Compare three criteria

The code compare_sepsis.R does the following:

  1. Compare three criteria at encounter level.
    • Output Data: Girard_BioVU/output/sepsis_compare_20191217.csv
  2. Find distinct GRIDs with sepsis and see which ones have genotype data
    • Output Data:
      • Girard_BioVU/output/grid_not_in_genotype_status_20200106.csv
      • Girard_BioVU/output/sepsis_grids_20200106.xlsx
  3. Check the encounters with sepsis code but negative for both sepsis definitions
  4. We Decide to use Rhee definition only to identify sepsis for now.

Report

  • Girard_BioVU/code/20191120_sepsis_compare.html
    • Having missing data summary for Sepsis-3 definition.
  • Girard_BioVU/code/20200106_sepsis_compare.html
    • Most current version of comparing three criteria.

Misc.

Changed GRIDs

2000+ GRIDs were changed due to EHR system switching. Since the dates were shifted by different amount for each GRID, not only the GRIDs but also the dates need to be corrected. The code changed_grid_dob.R outputs the DOBs for old and updated GRIDs.
Supposedly, only the older data had the changed GRIDs problem.

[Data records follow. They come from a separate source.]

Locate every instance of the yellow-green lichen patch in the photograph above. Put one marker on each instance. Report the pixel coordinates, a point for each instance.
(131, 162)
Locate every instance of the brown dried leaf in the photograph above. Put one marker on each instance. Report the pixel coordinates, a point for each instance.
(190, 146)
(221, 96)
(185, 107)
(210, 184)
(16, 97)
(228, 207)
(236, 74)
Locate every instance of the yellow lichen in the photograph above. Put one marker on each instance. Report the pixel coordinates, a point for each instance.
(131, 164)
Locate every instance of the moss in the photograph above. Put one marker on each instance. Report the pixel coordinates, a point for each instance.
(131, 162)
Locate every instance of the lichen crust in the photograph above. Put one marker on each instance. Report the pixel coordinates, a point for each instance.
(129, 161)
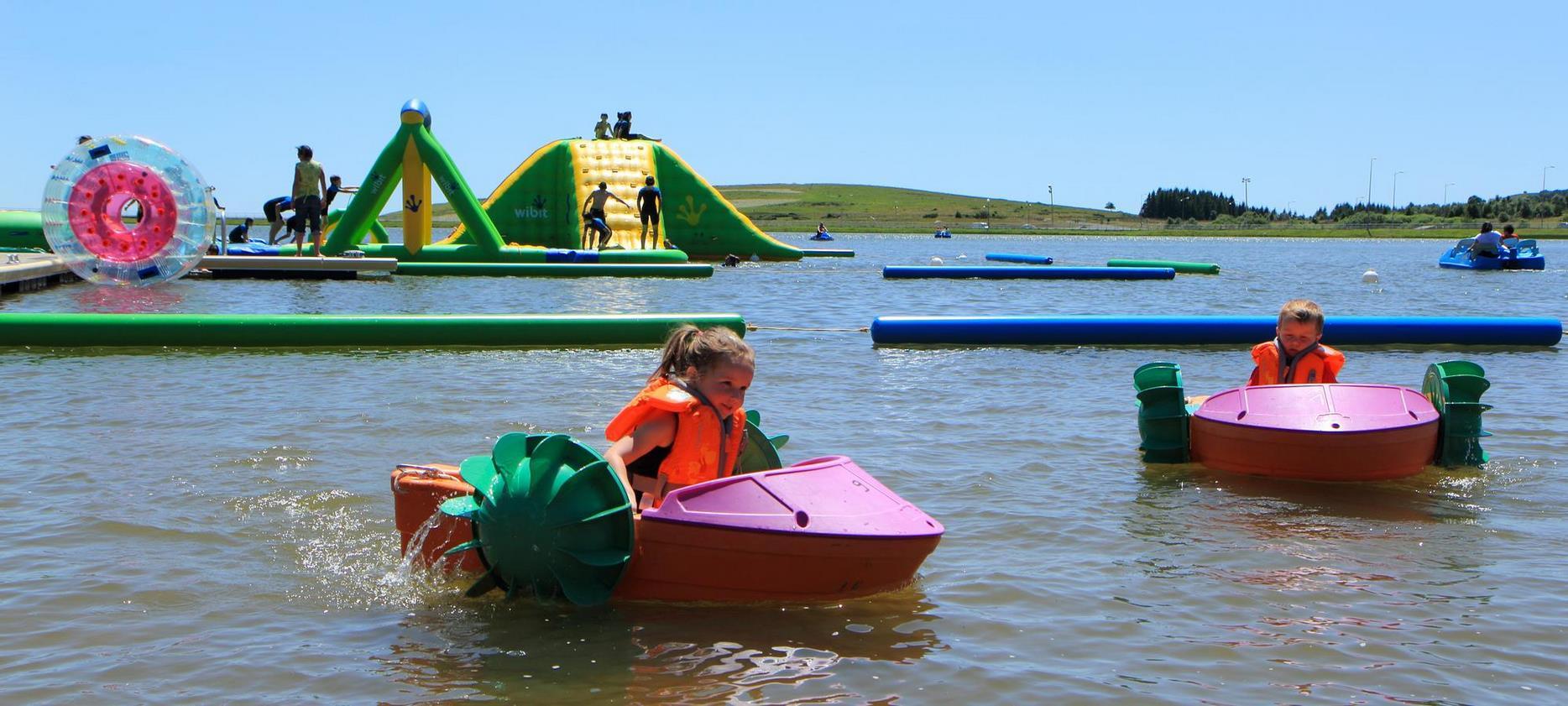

However, I recommend always check whether old GRIDs exist in any data used, adn follow the following two steps if old GRIDs do exist.

  1. Convert the old GRIDs to updated GRIDs.
  2. Convert all dates of the old GRIDs by date - old_dob + updated_dob.
  • Input Data:
    • Girard_BioVU/output/data_raw.RData
      • static_raw had all GRIDs in old EHR system and DOB.
    • Mito Delirium BioVU Data/Data/Changed_GRIDS.xlsx
      • Old and updated GRIDs only, no DOB.
    • Mito Delirium BioVU Data/Demographics/Set_*_20180830_demo.txt
      • GRID, primary GRID (if GRID was old and changed), and DOB for all GRIDs.
      • DOB discrepancy between this file and the other two sources.
    • Mito Delirium BioVU Data/Demographics/Sample_Genotyping_Status.xlsx
      • GRID and DOB.
  • Output Data:
    • Girard_BioVU/output/changed_grid_dob_20190924.csv
    • Girard_BioVU/output/dob_discrepancy.csv
      • discrepancy in DOB between Mito Delirium BioVU Data/Demographics/Set*20180830_demo.txt and other two sourcese for DOB, can ignore.

Check Respiratory Ratio

The code check_resp_ratio.R calculates respiration ratios for SOFA score. I believe we will get more respiration data in the future.

  1. Calculate PaO2/FiO2 and compare with already available ratio data.
    • Decide to use calculated PaO2/FiO2 instead of already available ratio data.
    • Input Data:
      • Mito Delirium BioVU Data/Lab values/PO2_FIO2_ratio/*.xlsx is the already available ratio data.
      • Mito Delirium BioVU Data/Lab values/FIO2/*.xlsx
      • Mito Delirium BioVU Data/Lab values/Arterial pO2/*.xlsx
    • Output Data: Girard_BioVU/output/pao2_fio2_ratio_calc_20190927.csv
  2. Check and correct FiO2 values
    • FiO2 is a fraction and should be 0-1.
    • Any FiO2 >= 100 was divided by 100.
    • Check FiO2 < 0.21 with Nasal O2 data.
  3. Calculate SpO2/FiO2
    • Input Data:
      • Mito Delirium BioVU Data/Lab values/FIO2/*.xlsx
      • Mito Delirium BioVU Data/Lab values/O2Sat/*.xlsx
    • Output Data: Girard_BioVU/output/spo2_fio2_ratio_calc_20191010.csv

Check Sepsis Discrepancy

The code check_sepsis_discrepancy.R checks why some encounters only met the Rhee definition but not the Sepsis-3 definition.

Check patient location

The code check_pt_loc.R tabulates patient location datato see whether it will help to identify whether they were in ICU. Decide not to use for now.

  • Input Data: Mito Delirium BioVU Data/Lab values/patient_Location/*.xlsx
  • Output Data: Girard_BioVU/output/patient_cam_visit_location_count.csv

Data Dictionary

Data dictionary can be found in the data_dict folder for currently in-use output data. They have the same name as the output data.